Samples with a positive result in the PCR assays were subsequently subjected to nucleotide sequencing. PCR products were purified using the QIAquick PCR Purification kit (QIAGEN, Hilden, Germany). HBV sequences were determined via direct sequencing using a BigDye Terminator Kit v3.1 (Applied Biosystems, Waltham, MA, USA), and sequencing reactions analyzed on an ABI3730xl automated sequencer (Applied Biosystems). Nucleotide sequences obtained during this study were deposited in the GenBank database under accession numbers PP093835–PP093848, PP101105–PP101109, and PP116453–PP116459.

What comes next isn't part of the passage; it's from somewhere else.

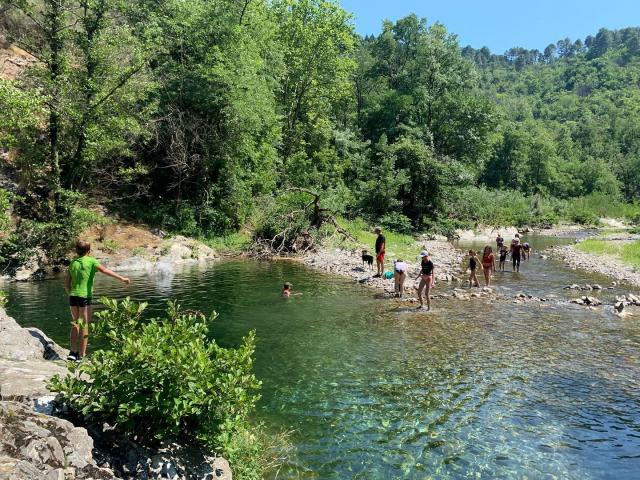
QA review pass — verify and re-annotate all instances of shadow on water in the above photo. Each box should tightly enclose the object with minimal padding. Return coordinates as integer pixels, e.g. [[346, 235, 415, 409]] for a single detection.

4.4. HBV Genotyping and Mutational Analysis

Multiple sequence alignments of the amplified genomic regions were performed using the MUSCLE program implemented in MEGA 11 software, with HBV reference sequences for genotypes A to J [50], and subsequently subjected to Maximum Likelihood phylogenetic analysis for genotyping. The phylogenetic trees were inferred with MEGA 11 software under the best nucleotide substitution model selected from Maximum Likelihood fits of 24 different nucleotide substitution models. The visualization of the phylogenetic trees was performed using the MEGA 11 and FigTree v1.4.4 software programs (http://tree.bio.ed.ac.uk/software/figtree/, accessed on 1 December 2023). For mutational analysis, the presence of 21 clinically relevant positions according to previous reports [9] were examined, including 10 amino acid sites within HBsAg (120, 126, 129, 130, 133, 141, 142, 143, 144, and 145) related to immune escape, three nucleotide positions within the core (C) promoter gene (1753, 1762, and 1764), the pre-C stop-codon mutation G1896A, and pre-S deletions related to HCC development, and seven amino acid positions within the reverse transcriptase (RT) domain of HBV polymerase (180, 181, 184, 202, 204, 236, and 250) related to antiviral resistance.